Ignition of a spark ignition engine, would result from a mixture of an electric spark from a spark plug, with a controlled and precise timing. This type of ignition is applicable to almost all gasoline engines, while the timing of diesel engines is controlled precisely by the pressure pump and injector.
Because of the heat generated by the air compression during the compression stroke, there is an ignition which would happen as the fuel and air mixture temperature has taken over the autoignition temperature. Be informed that diesels are the vast majority of compression ignition, of which there is mix of air and fuel once the air has reached the temperature of ignition.
Note that fuels burn faster and more efficiently when there is a large representation of surface area to the oxygen in air. The traditional way to atomize liquid fuels, which is needed to create a fuel air mixture, is to have it done with a carburetor in petrol engines and with the fuel injection in diesel engines. Fuel injection is also used by many modern petrol engines today although there is difference in the technology.
In order to supply fuel into the cylinder, the use of carburetor is used in simpler reciprocating engines. From the mid 1980s, carburetor technology in cars have attained a very high degree of precision and sophistication, but lost out on the cost and flexibility to fuel injection. Small engines though still remain to use the simple forms of carburetor, like lawn mowers and the more sophisticated forms of engines used in small motorcycles.
Vehicles that use gasoline of larger size have mostly moved to using fuel injection systems. The system of fuel injection has been always used in diesel engines and this is because the timing of the injection would kick off and controls the combustion.

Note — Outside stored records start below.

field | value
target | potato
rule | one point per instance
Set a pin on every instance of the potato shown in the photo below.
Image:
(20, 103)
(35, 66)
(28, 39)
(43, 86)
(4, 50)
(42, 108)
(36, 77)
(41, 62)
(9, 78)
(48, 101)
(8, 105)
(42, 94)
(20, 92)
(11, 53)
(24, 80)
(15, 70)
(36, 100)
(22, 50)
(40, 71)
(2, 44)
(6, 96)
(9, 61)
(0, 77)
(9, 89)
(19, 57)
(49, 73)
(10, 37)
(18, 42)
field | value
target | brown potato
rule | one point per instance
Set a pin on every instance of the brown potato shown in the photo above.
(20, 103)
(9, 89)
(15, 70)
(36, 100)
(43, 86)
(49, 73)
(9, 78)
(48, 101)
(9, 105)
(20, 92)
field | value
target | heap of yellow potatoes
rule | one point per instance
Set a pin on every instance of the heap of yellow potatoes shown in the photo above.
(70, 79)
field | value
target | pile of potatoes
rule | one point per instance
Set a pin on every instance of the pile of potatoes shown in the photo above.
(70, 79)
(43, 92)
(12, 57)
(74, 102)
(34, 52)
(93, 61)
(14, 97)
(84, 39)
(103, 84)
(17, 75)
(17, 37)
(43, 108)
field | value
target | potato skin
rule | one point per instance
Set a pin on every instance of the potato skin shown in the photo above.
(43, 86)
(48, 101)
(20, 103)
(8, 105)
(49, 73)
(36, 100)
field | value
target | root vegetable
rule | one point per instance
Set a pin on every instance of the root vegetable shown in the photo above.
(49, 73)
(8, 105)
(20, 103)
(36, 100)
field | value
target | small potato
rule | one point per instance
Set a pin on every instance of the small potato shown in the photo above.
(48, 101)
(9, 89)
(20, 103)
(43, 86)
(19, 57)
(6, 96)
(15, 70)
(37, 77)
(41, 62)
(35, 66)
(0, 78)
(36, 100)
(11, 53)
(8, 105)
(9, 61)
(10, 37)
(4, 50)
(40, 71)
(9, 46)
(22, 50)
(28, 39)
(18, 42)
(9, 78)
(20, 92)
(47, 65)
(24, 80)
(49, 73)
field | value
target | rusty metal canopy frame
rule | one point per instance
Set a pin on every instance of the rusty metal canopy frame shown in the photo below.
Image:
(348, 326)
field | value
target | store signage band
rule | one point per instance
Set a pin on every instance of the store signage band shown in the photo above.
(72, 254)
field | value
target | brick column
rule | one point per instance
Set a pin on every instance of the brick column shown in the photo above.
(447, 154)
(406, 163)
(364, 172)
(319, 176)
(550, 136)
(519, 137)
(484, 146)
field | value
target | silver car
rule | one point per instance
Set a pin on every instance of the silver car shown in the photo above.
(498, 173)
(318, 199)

Where autogas engines is concern, it uses the system of fuel injection or the open or closed loop carburetors.
Many internal combustion engines now require a fuel pump. Where diesel engines is concern, it uses an all mechanical precision pump system that produces a timed injection directly into the combustion chamber, thus requiring a high pressure of delivery so that the pressure of the combustion chamber is overcame.
Among the parts of the engine that are the key parts of a four stroke engine are as follows, the crankshaft, connecting rod, one or more camshafts, and valves.